Sono ormai due anni e mezzo che Cuphead non si ferma: uscito originariamente come esclusiva PC e Xbox One nel 2017, approdato su Mac l’anno successivo e finalmente su Nintendo Switch nel 2019, il run ‘n gun dei fratelli Moldenhauer riscuote pareri entusiastici e tira milioni di copie (recentemente è arrivato a tre, quindi in media un milione all’anno). Tuttavia, in questo approfondimento non faremo la solita disanima sulla sua difficoltà, ma ne indagheremo le radici culturali e soprattutto videoludiche.

Cuphead, o “Teste di Tazzo”

La nascita di Cuphead è una di quelle che starebbe bene in qualche romanzo o libro di storia: l’ambizione divenuta realtà di due fratelli, Chad e Jared Moldenhauer, che volevano realizzare un videogioco in cui “vecchio stile” ha lo stesso significato di “senza tempo”. Uno sviluppo praticamente casalingo, che ha visto il coinvolgimento di amici e parenti dei due fratelli, fino alla follia filologica che ha preteso prima di tutto di disegnare e animare a mano ogni singolo elemento, e solo dopo di inserirlo nel “sistema-videogioco”. Un’ambizione tanta e tale che i fratelli si sono impegnati la casa pur di avere l’ossigeno finanziario per finire il loro sogno. Qualcosa che, per fortuna loro, è stata ripagata.

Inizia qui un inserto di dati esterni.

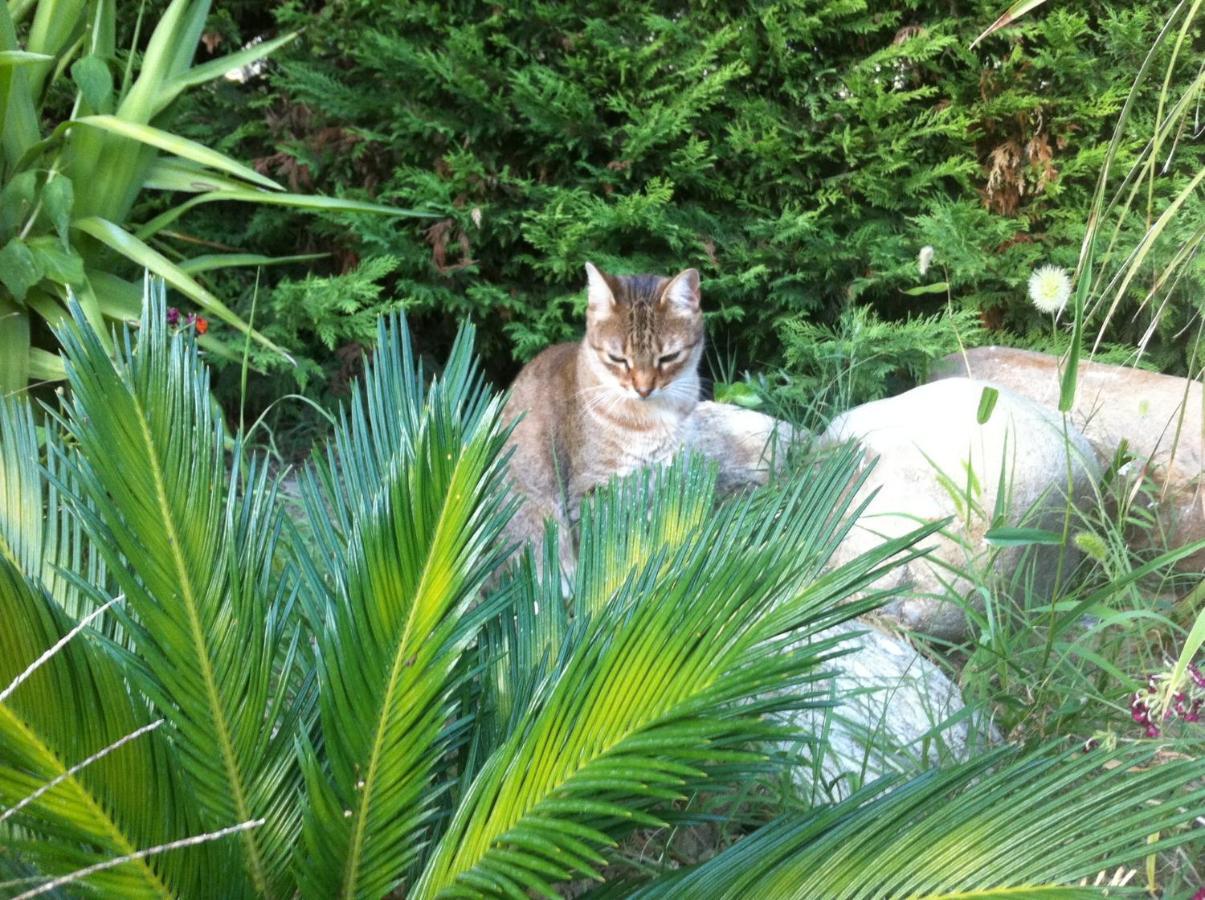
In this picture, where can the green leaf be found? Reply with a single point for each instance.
(297, 201)
(56, 718)
(739, 394)
(1021, 536)
(1071, 371)
(427, 534)
(175, 145)
(1004, 824)
(987, 404)
(938, 287)
(95, 83)
(219, 66)
(58, 199)
(19, 269)
(13, 347)
(647, 688)
(229, 260)
(1018, 9)
(17, 203)
(171, 174)
(11, 58)
(206, 611)
(63, 266)
(45, 366)
(143, 256)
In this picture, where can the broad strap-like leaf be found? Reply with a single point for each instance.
(140, 253)
(1001, 825)
(192, 546)
(419, 518)
(175, 145)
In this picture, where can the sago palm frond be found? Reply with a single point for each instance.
(190, 545)
(671, 676)
(413, 483)
(82, 776)
(1001, 825)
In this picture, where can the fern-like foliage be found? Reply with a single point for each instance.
(198, 699)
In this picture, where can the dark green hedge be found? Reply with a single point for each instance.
(798, 153)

Non ci dilungheremo troppo sulla semplice trama, che vede le due tazzine antropomorfe Cuphead e Mugman perdere una scommessa con il Diavolo (nella traduzione italiana Satanasso Pigliatutto) e, pur di salvarsi, accettare di andare a recuperare le anime degli altri debitori morosi del loro aguzzino. È chiaro sin da subito che la trama è solo una scusante per fare in modo che il giocatore si confronti con entità sempre più potenti, a loro volta vittime tanto dell’ambizione quanto della cecità che questa provoca. Pure se immensi, terribili e forti, i boss delle tre macro-zone delle Isole Calamaio hanno tutti un retroterra che non poche volte assume il tono del patto faustiano.

Cuphead: Il gioco fuori dal calamaio – Speciale

Occhio a quello che desideri…

Nel racconto popolare che lo vede protagonista, l’alchimista Johann Faust vende la propria anima al diavolo Mefistofele in cambio di potere e conoscenza assoluti. Egli così approfitta delle sue immense possibilità, che però non fanno altro che fargli capire quanto il tutto lo lasci comunque insoddisfatto e pieno di rimorsi. Queste ultime tematiche sono particolarmente enfatizzate nel dramma di Goethe del 1808, ancora adesso considerato una delle migliori opere aventi come base il racconto popolare.

Così come Faust sperimenta l’assoluto ma ne viene travolto, anche i vari avversari di Cuphead e Mugman acquisiscono poteri enormi e inquietanti, forse anche più grandi del Diavolo stesso. Ed esattamente come Faust, si rendono conto del terribile errore commesso quando arriva il momento di saldare il conto. Vista così, la missione dei “fratelli di tazza” appare molto meno nobile, nel loro essere spediti a fare quello che nei fatti è un lavoro molto sporco; ma, allo stesso tempo, mette in luce la grande umanità dei loro avversari, diventati “mostri” inseguendo un desiderio o un’ambizione.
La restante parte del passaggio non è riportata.